Toad counting was a unique way for more than 20 volunteers to spend Mother’s Day in a training session at Chown Slough just outside Masset.

Conservation biologist and leader of the citizen science project and community toad monitoring, Haida Gwaii Toads, is Roseanna Gamlen-Greene.

She said Western toads are the only indigenous amphibian on the archipelago.

“We want to find and protect these breeding sites to ensure the long-term health of toad populations on Haida Gwaii,” Gamlen-Greene said.

Over the last decade, there have been anecdotal reports of declines in their populations but it is difficult to track because there is limited information about how many there are, Gamlen-Greene said.

Right now the goal of the project is to collect baseline population data so that they will be able to detect changes in the future.

Prior to the Haida Gwaii Toads project, Gwaii Haanas National Park Reserve was the only location where toad populations were being monitored.

Toads are loyal to their breeding site and will return to the same one year after year. The sites can be far apart, there may be only one within a 30 km range.

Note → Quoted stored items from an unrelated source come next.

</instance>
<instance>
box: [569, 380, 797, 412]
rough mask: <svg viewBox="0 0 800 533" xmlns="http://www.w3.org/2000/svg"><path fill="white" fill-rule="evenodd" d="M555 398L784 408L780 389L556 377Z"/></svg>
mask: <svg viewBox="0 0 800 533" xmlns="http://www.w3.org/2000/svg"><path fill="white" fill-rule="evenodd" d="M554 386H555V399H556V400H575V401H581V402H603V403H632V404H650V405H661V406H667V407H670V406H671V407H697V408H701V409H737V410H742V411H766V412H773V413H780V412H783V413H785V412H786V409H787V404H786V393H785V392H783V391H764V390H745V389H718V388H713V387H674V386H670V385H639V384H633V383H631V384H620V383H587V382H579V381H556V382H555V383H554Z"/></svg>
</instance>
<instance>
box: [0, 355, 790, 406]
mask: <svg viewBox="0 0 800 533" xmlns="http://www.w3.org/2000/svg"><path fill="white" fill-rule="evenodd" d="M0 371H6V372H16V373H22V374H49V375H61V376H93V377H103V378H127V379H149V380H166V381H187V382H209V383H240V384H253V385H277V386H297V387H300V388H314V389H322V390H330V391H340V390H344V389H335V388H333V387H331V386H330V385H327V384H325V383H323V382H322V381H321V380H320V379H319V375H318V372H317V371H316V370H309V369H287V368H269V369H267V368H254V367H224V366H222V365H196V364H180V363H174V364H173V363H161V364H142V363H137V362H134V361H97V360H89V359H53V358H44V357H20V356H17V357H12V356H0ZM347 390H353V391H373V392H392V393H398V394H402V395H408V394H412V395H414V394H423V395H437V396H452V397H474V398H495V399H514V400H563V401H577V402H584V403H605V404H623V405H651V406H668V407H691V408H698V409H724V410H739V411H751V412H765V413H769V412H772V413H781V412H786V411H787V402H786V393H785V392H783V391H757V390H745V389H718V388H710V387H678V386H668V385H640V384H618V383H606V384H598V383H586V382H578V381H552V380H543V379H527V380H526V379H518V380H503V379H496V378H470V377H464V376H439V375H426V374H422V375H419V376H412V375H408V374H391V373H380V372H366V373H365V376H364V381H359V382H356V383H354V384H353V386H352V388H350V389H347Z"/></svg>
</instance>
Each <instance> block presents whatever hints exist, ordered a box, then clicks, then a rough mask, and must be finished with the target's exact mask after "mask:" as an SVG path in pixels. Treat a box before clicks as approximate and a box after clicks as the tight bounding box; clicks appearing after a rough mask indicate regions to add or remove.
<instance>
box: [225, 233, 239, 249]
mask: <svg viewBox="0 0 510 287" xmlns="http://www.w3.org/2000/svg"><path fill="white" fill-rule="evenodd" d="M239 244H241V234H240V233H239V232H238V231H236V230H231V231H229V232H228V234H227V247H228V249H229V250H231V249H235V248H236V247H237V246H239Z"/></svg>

Before Gamlen-Greene started her PhD research, scientists knew of only one breeding site outside of Gwaii Haanas.

Gamlen-Greene, with the help of local community members, was able to identify nine more sites using intensive surveys.

It is a “census of toads,” Gamlen-Greene said. The count will start when the toads arrive at the breeding site but she does not know exactly when that will be.

“It changes every year, we think it’s quite dependent on the temperature. So we think it’s probably a bit behind this year because we had quite a cold start to the spring. But it should be sometime in the next 10 days, they’ll come in and they’ll start to breed.”

The project relies on community members to help with the count and does not require any specialized equipment. There is an online website called iNaturalist, where volunteers can input their observations.

While Gamlen-Greene is leading the project in 2022, she just wants to “get the ball rolling and then step aside to allow the community to drive the project,” the Haida Gwaii Toads website states.